Ahora, todo esto era muy nuevo para los aviadores. Por eso iban detrás de Ross como un rebaño domesticado siguiendo a un joven mago. Los muebles —mesas, estantes, sillones, camas—, todo estaba hecho de aquel material liso como el mosaico y elástico como el marfil con que se hacían en Aurora las cosas que, en otros lugares, suelen fabricar con madera o hierro. Precisamente era el marfil la materia que más se parecía a aquella sustancia, tan común en Aurora.
Ross condujo a los huéspedes a sus alcobas. Contrastaba lo recatado, interior, silencioso, oscuro, de estas habitaciones de dormir, con la disposición exterior, como volcada en el paisaje, metida en la naturaleza, de las piezas sociales de los edificios. Las alcobas eran sencillas, casi despojadas de mobiliario, limpias, de tonos suaves —crema, azul pálido, verde pálido— y nada sorprendía mayormente en ellas, nada había extraño, a no ser la higiene y comodidad que se manifestaba de modo patente en el conjunto y en los detalles. Como notas artísticas había sólo algunos cuadros pequeños que parecían incrustados en el muro detrás de una especie de vidrios o pantallas transparentes. Los cuadros se iluminaban o apagaban a voluntad —un simple ademán— y Ross repitió esta operación para enseñarles a los huéspedes cómo se hacía. También era posible cambiar, sobre la misma pantalla, el tema de la pintura. Ross hizo desfilar por la pantalla diferentes motivos pictóricos: paisajes, figuras, composiciones de forma y color sin ninguna alusión figurativa.
—Pueden poner el cuadro que más les guste.
Hernán, que miraba complacido este juego, detuvo a Ross:
—Esto me gusta.
Era la representación realista de una muchacha muy linda con poca ropa.
—Por cierto —comentó Ross—, ahora lo que les conviene es dormir. En días sucesivos me figuro que estarán muy atareados. Las chicas de Aurora tienen muchos deseos de conocerlos.

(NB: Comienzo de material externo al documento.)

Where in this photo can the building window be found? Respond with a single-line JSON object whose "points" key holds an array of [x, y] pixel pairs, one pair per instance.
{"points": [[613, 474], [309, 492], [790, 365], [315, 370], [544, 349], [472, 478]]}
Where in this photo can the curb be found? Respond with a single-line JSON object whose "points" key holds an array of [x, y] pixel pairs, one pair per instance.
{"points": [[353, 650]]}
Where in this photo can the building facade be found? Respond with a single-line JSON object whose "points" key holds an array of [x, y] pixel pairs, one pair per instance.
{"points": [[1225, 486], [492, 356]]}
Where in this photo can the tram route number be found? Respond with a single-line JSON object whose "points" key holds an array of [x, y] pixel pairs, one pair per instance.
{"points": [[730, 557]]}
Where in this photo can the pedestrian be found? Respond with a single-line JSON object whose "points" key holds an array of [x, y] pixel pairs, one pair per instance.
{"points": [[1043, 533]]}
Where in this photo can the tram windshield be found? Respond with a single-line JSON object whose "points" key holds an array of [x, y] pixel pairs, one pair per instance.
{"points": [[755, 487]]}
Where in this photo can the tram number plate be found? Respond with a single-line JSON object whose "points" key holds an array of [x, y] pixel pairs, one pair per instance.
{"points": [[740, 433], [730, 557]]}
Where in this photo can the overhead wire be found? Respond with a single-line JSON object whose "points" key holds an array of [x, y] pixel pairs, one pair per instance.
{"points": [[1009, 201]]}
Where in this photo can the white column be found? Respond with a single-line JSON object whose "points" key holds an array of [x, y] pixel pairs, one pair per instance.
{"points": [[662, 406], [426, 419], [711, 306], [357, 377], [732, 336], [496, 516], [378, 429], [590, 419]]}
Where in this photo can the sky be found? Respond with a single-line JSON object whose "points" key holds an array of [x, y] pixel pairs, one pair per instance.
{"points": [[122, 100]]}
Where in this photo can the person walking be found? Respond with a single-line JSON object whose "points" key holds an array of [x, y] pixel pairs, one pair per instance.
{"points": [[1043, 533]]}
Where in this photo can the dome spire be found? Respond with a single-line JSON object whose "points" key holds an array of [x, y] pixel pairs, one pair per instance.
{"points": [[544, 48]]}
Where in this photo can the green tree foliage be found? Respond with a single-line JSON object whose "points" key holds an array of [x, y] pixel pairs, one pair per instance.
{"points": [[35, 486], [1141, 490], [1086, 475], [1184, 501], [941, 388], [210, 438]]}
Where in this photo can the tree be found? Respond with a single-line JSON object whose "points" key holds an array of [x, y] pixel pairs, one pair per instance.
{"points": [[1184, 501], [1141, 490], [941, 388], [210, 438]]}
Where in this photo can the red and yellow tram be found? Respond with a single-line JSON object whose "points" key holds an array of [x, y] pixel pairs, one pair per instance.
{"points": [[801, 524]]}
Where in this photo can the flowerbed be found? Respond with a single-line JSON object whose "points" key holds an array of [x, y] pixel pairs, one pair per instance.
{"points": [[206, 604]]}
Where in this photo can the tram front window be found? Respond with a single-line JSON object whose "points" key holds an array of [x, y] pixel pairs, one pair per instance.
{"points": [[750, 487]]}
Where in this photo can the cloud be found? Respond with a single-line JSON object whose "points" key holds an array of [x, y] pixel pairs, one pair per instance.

Los aviadores rieron. Pero Ross no dio muestras de encontrarle ninguna gracia particular a su observación, perfectamente neutra.
—¿Duermen ustedes bien? —preguntó.
—Generalmente sí —contestó Onfil.
—Tienen suerte. En Aurora todo el mundo duerme mal. A no ser por el radhip...
—¿Qué es eso? —preguntó Hernán.
—Las radiaciones hipnos. ¿Qué tipo les conviene a ustedes? Vamos a ver: ¿alfa rosa, alfa verde...?
Los miraba dubitativamente. Como no obtuvo respuesta concluyó:
—Alfa cero... Es el tipo general. Va bien a todo el mundo.
Hizo uno de sus habituales conjuros delante de un cuadrante, y no sucedió nada de particular. Se despidió de sus huéspedes:
—Si necesitan algo no tienen más que pedirlo en alta voz. Mañana les llevaré a dar una vuelta por Aurora. Buenas noches.
Cuando se marchó Ross, Onfil, aunque poseído de un sueño avasallador, hizo un esfuerzo y fue a ver a Hernán en su habitación. Lo encontró en cama, ya un poco amodorrado.
—¿Qué te parece esto?
—Nunca dormí en una cama tan cómoda —contestó Hernán.
—Pero ¿qué te parece Aurora?
—¡Espléndido! Hemos tenido suerte.
—Es raro todo esto...
Hernán bostezó:
—Déjame dormir. No puedo hablar de sueño...
Y en el acto soltó un ronquido. Onfil se marchó a su habitación. También él tenía mucho sueño. Se durmió en seguida, profundamente.
Tal fue el primer día de Onfil y sus compañeros en la ciudad de Aurora.